Let me reassure anyone from our church family reading this that I am not thinking of any particular conversation or any particular individual! It’s not you. Honest. But there was an incident the other day that caused me to revisit these proverbs. They’re all about how to deal with someone who’s short on wisdom but not short of opinions.

Proverbs 26 gives us two options.

Do not answer a fool according to his folly,
    or you yourself will be just like him.
Answer a fool according to his folly,
    or he will be wise in his own eyes.

Let me just state what ought to be obvious even on a first reading, these two pieces of advice are plain contradictory. Answer him. Don’t answer him.

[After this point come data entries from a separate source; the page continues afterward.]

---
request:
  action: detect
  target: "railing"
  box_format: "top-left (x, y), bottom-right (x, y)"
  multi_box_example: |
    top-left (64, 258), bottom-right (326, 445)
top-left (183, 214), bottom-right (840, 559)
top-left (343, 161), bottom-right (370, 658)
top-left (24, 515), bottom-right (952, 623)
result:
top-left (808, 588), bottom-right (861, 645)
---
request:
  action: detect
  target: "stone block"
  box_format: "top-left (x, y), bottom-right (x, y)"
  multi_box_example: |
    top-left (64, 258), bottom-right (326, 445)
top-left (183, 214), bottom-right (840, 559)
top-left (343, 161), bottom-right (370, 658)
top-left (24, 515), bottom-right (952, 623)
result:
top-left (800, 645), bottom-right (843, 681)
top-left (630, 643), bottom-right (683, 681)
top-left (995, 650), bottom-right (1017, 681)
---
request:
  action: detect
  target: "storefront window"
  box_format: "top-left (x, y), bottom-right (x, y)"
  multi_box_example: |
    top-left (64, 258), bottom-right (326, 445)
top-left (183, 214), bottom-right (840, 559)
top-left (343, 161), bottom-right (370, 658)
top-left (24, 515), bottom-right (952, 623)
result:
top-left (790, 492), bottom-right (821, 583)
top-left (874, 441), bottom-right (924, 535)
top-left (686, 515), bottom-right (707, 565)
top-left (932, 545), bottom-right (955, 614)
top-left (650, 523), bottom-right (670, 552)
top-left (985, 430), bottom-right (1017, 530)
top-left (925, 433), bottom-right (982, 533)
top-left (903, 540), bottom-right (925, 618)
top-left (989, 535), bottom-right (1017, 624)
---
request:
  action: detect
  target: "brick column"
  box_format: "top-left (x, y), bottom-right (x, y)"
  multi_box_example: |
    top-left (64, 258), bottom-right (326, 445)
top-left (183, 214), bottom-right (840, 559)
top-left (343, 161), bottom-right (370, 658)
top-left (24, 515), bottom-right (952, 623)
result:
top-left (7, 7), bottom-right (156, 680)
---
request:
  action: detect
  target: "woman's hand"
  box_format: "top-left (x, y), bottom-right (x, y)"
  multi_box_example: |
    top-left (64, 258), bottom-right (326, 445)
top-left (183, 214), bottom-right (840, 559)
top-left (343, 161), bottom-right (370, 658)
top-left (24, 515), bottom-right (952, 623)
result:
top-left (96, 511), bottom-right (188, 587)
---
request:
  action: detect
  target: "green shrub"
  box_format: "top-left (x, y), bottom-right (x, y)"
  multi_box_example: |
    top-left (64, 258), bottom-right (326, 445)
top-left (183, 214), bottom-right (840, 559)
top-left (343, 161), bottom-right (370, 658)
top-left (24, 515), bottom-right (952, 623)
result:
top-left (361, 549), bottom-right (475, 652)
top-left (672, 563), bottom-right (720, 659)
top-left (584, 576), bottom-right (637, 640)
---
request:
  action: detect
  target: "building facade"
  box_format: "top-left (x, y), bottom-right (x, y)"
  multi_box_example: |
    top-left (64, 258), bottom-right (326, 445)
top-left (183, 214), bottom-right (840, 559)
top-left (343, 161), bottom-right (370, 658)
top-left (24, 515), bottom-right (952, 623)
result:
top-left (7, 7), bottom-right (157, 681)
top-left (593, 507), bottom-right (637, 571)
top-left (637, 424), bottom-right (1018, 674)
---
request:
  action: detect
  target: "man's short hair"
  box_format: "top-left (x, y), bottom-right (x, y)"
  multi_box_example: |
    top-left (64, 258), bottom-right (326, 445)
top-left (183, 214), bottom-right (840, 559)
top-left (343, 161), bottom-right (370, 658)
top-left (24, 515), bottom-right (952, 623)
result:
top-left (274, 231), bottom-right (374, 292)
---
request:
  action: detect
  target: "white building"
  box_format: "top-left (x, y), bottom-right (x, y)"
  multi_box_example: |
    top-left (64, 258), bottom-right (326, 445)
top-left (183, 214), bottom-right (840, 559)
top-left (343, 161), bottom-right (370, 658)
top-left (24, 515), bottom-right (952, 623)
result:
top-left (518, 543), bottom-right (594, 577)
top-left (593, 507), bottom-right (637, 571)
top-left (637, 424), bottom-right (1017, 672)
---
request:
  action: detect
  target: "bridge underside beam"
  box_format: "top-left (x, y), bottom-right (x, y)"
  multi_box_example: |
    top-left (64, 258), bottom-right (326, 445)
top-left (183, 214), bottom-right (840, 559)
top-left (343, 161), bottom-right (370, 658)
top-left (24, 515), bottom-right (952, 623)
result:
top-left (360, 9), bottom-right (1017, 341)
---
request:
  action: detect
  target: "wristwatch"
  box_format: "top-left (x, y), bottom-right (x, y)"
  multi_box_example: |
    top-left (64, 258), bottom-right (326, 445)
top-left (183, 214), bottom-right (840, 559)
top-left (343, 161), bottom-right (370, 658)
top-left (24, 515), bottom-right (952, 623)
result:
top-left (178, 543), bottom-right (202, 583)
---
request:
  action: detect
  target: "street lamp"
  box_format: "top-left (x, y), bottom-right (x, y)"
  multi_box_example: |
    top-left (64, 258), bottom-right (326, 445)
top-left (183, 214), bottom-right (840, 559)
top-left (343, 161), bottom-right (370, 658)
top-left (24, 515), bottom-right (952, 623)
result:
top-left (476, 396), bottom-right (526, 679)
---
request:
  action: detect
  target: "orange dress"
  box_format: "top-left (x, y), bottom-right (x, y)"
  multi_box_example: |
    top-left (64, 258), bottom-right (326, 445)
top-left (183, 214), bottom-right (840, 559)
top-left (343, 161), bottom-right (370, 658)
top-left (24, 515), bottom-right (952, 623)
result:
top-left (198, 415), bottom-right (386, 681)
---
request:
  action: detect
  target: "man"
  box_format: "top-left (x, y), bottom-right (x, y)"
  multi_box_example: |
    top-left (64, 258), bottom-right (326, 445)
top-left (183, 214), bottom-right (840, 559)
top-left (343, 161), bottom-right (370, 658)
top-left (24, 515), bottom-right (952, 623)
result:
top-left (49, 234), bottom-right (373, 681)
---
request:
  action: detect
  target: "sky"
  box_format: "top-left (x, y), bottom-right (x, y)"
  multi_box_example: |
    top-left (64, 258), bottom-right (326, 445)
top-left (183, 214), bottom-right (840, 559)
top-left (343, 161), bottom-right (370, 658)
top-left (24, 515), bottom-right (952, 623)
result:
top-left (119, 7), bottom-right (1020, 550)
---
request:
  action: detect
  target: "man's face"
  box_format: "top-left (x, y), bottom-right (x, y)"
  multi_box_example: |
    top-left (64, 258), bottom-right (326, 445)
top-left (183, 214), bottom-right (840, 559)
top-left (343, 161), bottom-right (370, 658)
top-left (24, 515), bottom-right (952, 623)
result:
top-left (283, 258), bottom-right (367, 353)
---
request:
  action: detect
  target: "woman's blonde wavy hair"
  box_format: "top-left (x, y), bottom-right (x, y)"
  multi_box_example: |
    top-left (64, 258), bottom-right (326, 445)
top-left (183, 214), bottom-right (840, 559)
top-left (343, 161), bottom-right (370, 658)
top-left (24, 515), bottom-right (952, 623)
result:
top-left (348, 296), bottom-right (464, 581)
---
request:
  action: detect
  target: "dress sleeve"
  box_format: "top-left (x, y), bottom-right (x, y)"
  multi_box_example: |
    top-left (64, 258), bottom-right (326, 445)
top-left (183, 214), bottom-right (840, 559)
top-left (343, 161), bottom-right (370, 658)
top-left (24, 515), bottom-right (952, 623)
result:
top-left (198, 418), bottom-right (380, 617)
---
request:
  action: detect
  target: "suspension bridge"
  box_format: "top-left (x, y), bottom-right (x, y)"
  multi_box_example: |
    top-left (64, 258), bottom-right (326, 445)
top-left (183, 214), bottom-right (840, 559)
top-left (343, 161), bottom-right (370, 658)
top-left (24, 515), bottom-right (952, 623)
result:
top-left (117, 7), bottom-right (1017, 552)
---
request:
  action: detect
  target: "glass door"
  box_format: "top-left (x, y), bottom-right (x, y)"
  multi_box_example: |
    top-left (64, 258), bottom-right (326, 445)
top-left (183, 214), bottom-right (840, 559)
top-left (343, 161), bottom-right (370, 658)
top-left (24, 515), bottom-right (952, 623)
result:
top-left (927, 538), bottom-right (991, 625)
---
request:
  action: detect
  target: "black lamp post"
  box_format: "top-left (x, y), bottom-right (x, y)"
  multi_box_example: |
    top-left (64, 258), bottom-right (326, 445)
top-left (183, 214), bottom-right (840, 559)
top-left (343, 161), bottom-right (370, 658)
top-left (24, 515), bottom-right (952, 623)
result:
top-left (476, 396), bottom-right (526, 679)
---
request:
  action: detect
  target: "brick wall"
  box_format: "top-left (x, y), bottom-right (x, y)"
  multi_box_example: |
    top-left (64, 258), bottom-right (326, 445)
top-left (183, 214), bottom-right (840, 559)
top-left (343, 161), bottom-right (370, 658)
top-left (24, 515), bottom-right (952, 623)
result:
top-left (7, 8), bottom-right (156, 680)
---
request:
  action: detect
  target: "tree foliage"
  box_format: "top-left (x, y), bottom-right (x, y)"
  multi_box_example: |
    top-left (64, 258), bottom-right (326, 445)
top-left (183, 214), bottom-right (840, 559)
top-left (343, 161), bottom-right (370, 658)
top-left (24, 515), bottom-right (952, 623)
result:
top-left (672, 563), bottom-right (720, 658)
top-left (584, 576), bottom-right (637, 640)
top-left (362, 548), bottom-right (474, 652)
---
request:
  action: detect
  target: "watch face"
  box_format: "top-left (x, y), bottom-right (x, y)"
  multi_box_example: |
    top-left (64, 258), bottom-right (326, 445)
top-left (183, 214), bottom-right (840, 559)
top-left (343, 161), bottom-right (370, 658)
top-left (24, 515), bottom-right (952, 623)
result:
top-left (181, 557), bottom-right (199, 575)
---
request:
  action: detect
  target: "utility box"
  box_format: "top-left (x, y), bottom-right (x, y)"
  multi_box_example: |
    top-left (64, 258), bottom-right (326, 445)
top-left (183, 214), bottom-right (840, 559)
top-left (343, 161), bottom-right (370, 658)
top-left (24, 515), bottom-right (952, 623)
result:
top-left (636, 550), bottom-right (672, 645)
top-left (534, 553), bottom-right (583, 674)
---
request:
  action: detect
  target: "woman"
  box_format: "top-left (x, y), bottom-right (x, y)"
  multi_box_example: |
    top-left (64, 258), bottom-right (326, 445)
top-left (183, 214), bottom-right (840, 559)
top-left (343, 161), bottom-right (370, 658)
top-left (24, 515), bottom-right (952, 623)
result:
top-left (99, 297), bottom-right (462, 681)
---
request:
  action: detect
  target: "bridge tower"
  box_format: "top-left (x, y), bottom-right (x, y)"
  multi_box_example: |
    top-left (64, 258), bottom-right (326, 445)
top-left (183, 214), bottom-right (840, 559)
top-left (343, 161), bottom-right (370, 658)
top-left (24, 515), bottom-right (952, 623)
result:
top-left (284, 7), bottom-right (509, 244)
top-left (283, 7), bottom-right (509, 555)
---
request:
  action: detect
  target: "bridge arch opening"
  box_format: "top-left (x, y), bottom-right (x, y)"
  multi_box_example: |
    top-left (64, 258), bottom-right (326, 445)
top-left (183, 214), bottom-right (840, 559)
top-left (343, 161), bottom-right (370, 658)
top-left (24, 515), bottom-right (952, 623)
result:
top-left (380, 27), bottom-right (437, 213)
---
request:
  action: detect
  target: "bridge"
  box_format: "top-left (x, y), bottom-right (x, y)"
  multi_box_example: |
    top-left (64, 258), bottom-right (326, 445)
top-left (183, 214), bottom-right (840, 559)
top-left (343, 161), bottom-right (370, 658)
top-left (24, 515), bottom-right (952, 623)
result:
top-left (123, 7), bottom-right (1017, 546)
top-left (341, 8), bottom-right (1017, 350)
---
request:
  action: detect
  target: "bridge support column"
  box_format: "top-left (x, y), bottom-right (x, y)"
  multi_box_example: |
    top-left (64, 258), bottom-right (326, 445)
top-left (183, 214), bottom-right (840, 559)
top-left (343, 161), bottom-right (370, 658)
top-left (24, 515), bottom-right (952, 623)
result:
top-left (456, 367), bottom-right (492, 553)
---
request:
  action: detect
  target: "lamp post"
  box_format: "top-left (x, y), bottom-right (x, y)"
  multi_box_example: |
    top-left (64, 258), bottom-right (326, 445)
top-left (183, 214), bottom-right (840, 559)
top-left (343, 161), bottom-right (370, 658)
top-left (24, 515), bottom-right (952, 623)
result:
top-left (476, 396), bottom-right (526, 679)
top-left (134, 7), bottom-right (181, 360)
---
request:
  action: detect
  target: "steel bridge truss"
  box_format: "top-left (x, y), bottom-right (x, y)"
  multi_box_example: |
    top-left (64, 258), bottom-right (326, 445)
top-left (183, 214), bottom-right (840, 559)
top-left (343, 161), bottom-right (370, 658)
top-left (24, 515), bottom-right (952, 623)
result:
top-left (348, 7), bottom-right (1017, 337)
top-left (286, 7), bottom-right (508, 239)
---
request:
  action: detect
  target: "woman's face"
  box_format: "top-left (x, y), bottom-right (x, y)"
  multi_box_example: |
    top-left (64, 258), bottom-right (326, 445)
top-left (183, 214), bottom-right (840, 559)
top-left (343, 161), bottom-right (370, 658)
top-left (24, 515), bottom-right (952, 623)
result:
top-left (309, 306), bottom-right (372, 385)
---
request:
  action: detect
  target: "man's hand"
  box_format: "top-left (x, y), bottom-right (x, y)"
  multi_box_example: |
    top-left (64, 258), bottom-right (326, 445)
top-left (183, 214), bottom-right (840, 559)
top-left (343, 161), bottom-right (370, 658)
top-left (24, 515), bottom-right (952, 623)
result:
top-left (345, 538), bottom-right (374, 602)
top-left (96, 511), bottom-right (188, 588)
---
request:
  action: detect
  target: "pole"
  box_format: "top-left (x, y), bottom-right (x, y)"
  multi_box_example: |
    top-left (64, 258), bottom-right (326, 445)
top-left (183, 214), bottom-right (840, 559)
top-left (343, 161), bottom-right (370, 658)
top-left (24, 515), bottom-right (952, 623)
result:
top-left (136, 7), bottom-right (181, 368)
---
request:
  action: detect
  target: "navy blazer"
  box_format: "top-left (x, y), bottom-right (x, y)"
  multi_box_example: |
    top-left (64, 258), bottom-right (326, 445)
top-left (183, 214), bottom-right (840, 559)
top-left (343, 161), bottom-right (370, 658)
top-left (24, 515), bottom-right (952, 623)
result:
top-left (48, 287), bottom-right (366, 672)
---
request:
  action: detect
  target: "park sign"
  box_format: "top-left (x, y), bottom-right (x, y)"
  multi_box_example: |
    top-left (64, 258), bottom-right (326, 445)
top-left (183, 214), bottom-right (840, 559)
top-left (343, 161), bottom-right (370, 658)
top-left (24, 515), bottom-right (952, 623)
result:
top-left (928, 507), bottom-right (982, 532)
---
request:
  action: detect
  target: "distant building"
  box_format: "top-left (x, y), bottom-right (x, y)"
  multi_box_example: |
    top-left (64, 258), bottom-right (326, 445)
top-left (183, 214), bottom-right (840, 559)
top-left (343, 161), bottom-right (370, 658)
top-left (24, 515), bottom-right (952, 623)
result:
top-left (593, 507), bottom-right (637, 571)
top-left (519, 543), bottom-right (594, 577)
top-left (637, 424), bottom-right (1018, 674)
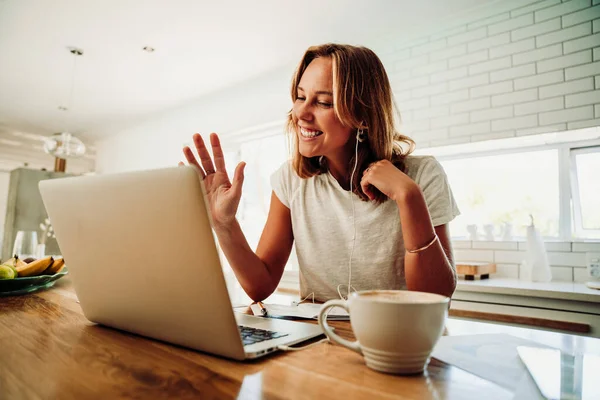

And so the deeper answer seeems to be ‘it all depends’. At one time it’ll be appropriate to say something. And at another time it’ll be sensible to keep schtum. There’s no automatic formula which we simply apply. It’s a judgment call. There are some times when an answer will simply inflame the situation and lead to a protracted argument in which the fool simply continues to demonstrate his stupidity. And there are other times when a simple answer will silence the fool and stop him in his tracks, thereby doing everyone a favour.

Judging how the fool will respond is the key!


5 thoughts on “Wednesday Wisdom

  1. Windy_London April 2, 2014 / 6:21 pm

    I’m extremely grateful to all those who have been gentle and wise towards me in my foolishness

    • theurbanpastor April 2, 2014 / 6:43 pm

      Graham. If I answer, promise not to think that I think you’re a fool!

      • Windy_London April 2, 2014 / 7:03 pm

        I think most of us are fools more often than we’d like to admit. I’m especially foolish when talking to my wife late at night when I am tired and irritable 🙂

  2. laurimoyle April 2, 2014 / 7:10 pm

    I think there is a lot of wisdom in deciding whether to answer or not to answer, but in this particular instance I would I read the verses slightly differently Perks. In the first instance I read folly as meaning: don’t buy into the fools premise (or else you play into the fools hand). In the second instance I would say the verse is saying, buy into the fools premise to such an extent that the exaggeration of the folly shows the fool his folly. In other words, show the fool you are taking his folly to its end conclusion, and thus show him wisdom. But that would also assume the one showing up the folly is wise. Erasmus does this well in his book: In praise of folly.

  3. sarahrs81 April 2, 2014 / 8:11 pm

    Or the other option is that there is no good way to respond. You either engage in a discussion or are seen to ignore him. The question is can you change a fool through discussion?